14. The reactor according to claim 13, wherein, Each segment includes the body and the lip extending outward from the body.

15. The reactor according to claim 14, wherein, The lip edge of one segment overlaps with the lip edge of the adjacent segment.

16. The reactor according to claim 13, wherein, The first segment of the plurality of removable segments has a first emission rate, and the second segment of the plurality of removable segments has a second emission rate.

17. The reactor according to claim 13, wherein, The plate has a height in the range of 1 mm to 2 mm.

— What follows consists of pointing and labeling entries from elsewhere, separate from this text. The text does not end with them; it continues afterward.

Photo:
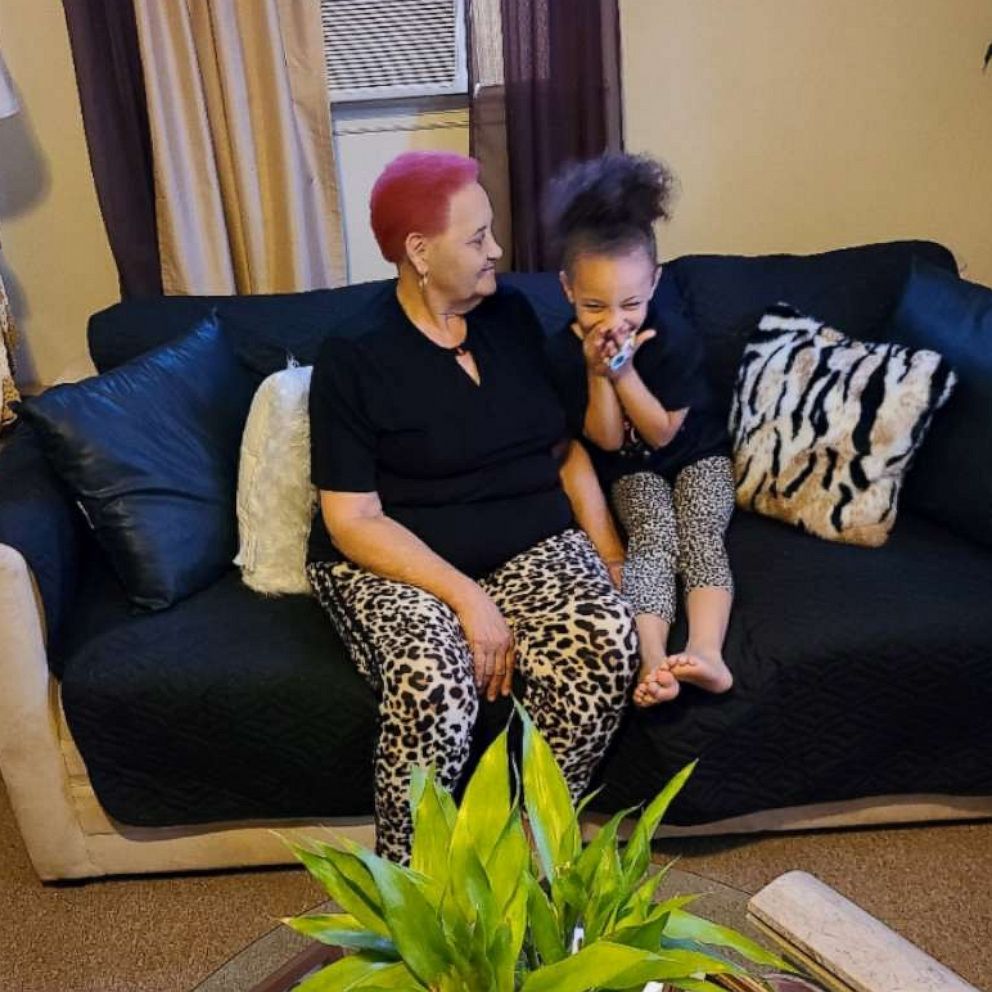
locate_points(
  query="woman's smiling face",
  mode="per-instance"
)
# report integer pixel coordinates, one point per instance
(461, 260)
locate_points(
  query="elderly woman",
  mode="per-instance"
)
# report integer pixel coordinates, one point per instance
(446, 551)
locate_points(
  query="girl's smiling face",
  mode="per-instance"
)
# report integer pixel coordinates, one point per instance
(611, 291)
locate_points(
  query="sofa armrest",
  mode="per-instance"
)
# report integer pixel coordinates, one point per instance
(38, 518)
(31, 759)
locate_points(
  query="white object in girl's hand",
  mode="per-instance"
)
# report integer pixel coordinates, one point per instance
(620, 359)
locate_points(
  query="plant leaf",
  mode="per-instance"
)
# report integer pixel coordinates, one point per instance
(431, 832)
(544, 927)
(509, 860)
(359, 971)
(648, 933)
(341, 930)
(347, 882)
(549, 805)
(612, 966)
(687, 926)
(509, 937)
(412, 919)
(485, 805)
(637, 853)
(695, 985)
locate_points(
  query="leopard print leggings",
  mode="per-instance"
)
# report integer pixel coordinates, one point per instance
(675, 532)
(576, 651)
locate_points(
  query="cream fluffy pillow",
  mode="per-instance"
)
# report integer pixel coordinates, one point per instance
(276, 500)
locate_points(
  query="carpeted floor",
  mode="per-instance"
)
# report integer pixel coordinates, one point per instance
(932, 884)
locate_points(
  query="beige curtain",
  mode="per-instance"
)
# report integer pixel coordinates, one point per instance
(8, 390)
(245, 188)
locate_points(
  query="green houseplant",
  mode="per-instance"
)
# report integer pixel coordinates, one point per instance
(485, 908)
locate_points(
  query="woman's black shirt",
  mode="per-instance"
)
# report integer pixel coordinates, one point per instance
(467, 468)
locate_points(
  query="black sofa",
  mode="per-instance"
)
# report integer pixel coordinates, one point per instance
(863, 678)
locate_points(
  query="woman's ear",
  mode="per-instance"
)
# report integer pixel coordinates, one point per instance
(416, 251)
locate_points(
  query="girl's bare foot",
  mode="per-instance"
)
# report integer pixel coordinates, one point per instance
(705, 669)
(655, 685)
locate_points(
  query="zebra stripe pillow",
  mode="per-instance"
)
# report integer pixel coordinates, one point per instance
(824, 427)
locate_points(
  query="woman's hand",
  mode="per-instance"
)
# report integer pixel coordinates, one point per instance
(490, 641)
(615, 567)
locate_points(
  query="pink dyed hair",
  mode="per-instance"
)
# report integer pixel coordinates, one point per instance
(413, 193)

18. A system comprising: A reaction chamber, which includes a support assembly, the support assembly including a base and a pedestal connected to the base; as well as A plate, which is connected to a support assembly, includes: The main body includes: Multiple cuts, wherein a first cut is located at the geometric center of the plate, and a second cut is located adjacent to the first cut and has an arched shape; and At least one region on the upper surface of the body has an emissivity different from the rest of the upper surface.

19. The system according to claim 18, wherein, The plate has a thickness in the range of 1 mm to 2 mm.

20. The system according to claim 18, wherein, The cut has a width ranging from 5 mm to 30 mm.